The Business Research Group says the market is expected to reach over $300 billion by 2022 and whilst there has certainly been an immediate negative impact due to the pandemic (with a 30% reduction in investment in the UK), the pandemic might actually have revealed how strong the market is in general.
Resilience and opportunity
The resilience of the fintech sector, not to mention the fact that it’s an industry that is naturally eager to embrace remote working, means that it has not been as significantly disrupted as its more traditional bedfellows. Indeed, Beauhurst speculates that only 1% of fintechs were affected critically by the pandemic, compared to 17% of other high-growth companies.
The pandemic has also had a marked impact on consumers habits, with lockdowns catalyzing a more expedient shift towards a completely digital future. It has been clear for years that fintech is going to play a defining role in banking services going forward but COVID lit a fire under it. Over the last six months, demand for fintech services has soared as customers look to the true innovators.
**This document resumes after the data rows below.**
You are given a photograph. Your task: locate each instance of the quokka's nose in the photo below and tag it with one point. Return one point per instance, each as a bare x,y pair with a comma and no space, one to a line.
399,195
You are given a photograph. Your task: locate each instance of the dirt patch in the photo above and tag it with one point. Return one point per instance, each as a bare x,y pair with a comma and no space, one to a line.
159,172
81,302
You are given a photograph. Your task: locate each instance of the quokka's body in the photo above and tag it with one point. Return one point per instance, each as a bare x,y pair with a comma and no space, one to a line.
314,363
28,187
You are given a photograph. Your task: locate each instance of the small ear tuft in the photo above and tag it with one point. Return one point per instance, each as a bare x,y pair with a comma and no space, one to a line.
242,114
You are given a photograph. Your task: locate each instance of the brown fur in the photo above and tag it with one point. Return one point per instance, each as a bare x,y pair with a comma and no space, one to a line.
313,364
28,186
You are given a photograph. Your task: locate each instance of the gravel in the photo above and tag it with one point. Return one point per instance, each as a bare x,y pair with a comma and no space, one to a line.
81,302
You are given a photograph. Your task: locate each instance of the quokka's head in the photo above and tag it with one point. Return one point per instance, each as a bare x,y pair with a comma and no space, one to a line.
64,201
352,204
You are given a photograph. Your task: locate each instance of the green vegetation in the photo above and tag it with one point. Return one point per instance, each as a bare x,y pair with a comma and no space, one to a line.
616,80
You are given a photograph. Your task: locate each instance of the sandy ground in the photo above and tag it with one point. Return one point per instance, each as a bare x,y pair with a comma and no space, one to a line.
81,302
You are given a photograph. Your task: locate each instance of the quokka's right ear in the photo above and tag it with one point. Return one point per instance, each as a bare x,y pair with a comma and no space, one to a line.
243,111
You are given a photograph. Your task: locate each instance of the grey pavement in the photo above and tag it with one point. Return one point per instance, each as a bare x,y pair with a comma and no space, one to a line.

One of the most notable innovative moves made by the sector in recent years is the concept of open banking. This allows users to manage their entire portfolio of accounts from one platform, regardless of which banks they hold accounts with. So, if you have one account with Santander, one with HSBC and another with Halifax, you should now be able to manage all of your disparate accounts from one third-party app.
The pandemic also allowed fintech lenders such as Nucleus Commercial Finance the means to help SMEs whose business had been adversely affected. With the part help of the government’s Coronavirus Business Interruption Loan Scheme, these companies are able to provide additional support that the government alone simply wouldn’t or couldn’t.
Leading the way
It’s the fintech business leaders that really led the way for the rest to follow during the lockdown and beyond. A major crisis will always lead to a sea change and in this case, it’s managed to catalyze a product that will withstand even worse recessions in the future. Classic financial institutions are too conservative for the way we live and bank in a post-COVID world and that’s ultimately why fintech will come out on top!